Che pure essendo vero come dice Socrate che il filosofo cerca di allontanarsi dal corpo, d’affamarlo nei suoi bisogni, questo è grande male e sofferenza.[1] E certo che la felicità potrebbe essere nella sofferenza, come dice sempre Socrate, che “Il ogni cosa viene dal suo contrario”[2] ma si tratta d’una esperienza complessa che necessita di certezze e campi ristretti.
Che forse noi possiamo mettere a noi delle limitazioni quando il mondo non è in alcun modo limitato?
Non saprei.
Certo lo spirito, il demone, il dio, la volontà, la libertà, il logos, la ragione tutti questi enti sono e non sono e la loro apparizione alla vita è tutt’altro che costante e liberatrice.
Si può essere schiavi della virtù e del vizio senza provare particolare giovamento né nell’uno né nell’altro.
E Socrate va bene per la città, dove il privato e il pubblico sono congiunti e necessari, dove ci si conosce e il destino del singolo dipende dalla capacita di modificare il destino di tutti.
Ma in questo mondo libertario, dove non v’è senso alcuno nella comune collettiva idea e azione, poiché mancano quelle strutture legislative della rappresentanza a legare i comuni destini, che senso ha parlare di virtù morale, virtù civile, virtù pubblica?
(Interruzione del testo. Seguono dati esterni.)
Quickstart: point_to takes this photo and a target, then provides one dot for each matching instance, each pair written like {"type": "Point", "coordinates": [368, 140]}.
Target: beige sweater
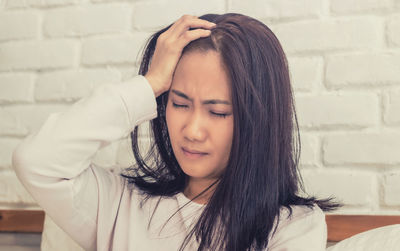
{"type": "Point", "coordinates": [95, 207]}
Ciascuno abbandonato alla deriva della transvalutazione dei valori che alla fine nulla sono se non indistinto e lagunare pastiche di coscienza e libido.
Sicchè questa è la più grande evoluzione morale dell’uomo? La possibilità di mixare l’istinto con la ragione senza più domandarsi se l’una conduce l’altra o viceversa? E creare una scienza, una civiltà, un progresso che ottimizza questa condizione dell’uomo, delle sue strutture produttive, di governo, di Potere?
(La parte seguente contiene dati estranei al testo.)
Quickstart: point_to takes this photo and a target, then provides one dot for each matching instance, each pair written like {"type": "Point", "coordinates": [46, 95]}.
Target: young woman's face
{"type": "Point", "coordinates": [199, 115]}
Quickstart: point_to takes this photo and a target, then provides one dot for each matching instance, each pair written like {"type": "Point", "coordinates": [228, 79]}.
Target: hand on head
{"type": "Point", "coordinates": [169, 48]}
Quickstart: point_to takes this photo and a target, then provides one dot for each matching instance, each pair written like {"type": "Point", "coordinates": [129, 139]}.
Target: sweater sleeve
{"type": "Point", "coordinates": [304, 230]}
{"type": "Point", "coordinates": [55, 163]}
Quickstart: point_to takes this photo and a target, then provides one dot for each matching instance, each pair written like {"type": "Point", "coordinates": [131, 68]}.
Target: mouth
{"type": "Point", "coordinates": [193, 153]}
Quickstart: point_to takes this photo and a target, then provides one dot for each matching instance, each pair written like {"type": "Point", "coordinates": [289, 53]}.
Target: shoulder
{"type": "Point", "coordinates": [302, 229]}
E’questo forse un errore filosofico, della morale , della scienza?
L’EGUAGLIANZA IRREVERSIBILE[3]
Certo che lo è. Ed è l’errore di sempre, l’errore dell’empirismo, l’idea che le eguaglianze siano per ciò stesso reversibili, cioè che gli enti così come ci appaiono e così come sono istruiti e costruiti siano legati da forze reversibili. E certo che la felicità esiste quando esiste uno stato fisico e mentale favorevole ad essa e dunque possiamo dire che esiste una eguaglianza tra questi concetti e possiamo anche usare le strutture della matematica tradizionale per esprimerle ovvero che felicità= f(mente, corpo), e possiamo anche farne derivare una serie di azioni volte ad aumentare la felicità ovvero ottimizzare la mente e il corpo per ottenere la felicità e lo possiamo anche scrivere matematicamente felicità=max(mente, corpo). E tuttavia questo che cosa significa?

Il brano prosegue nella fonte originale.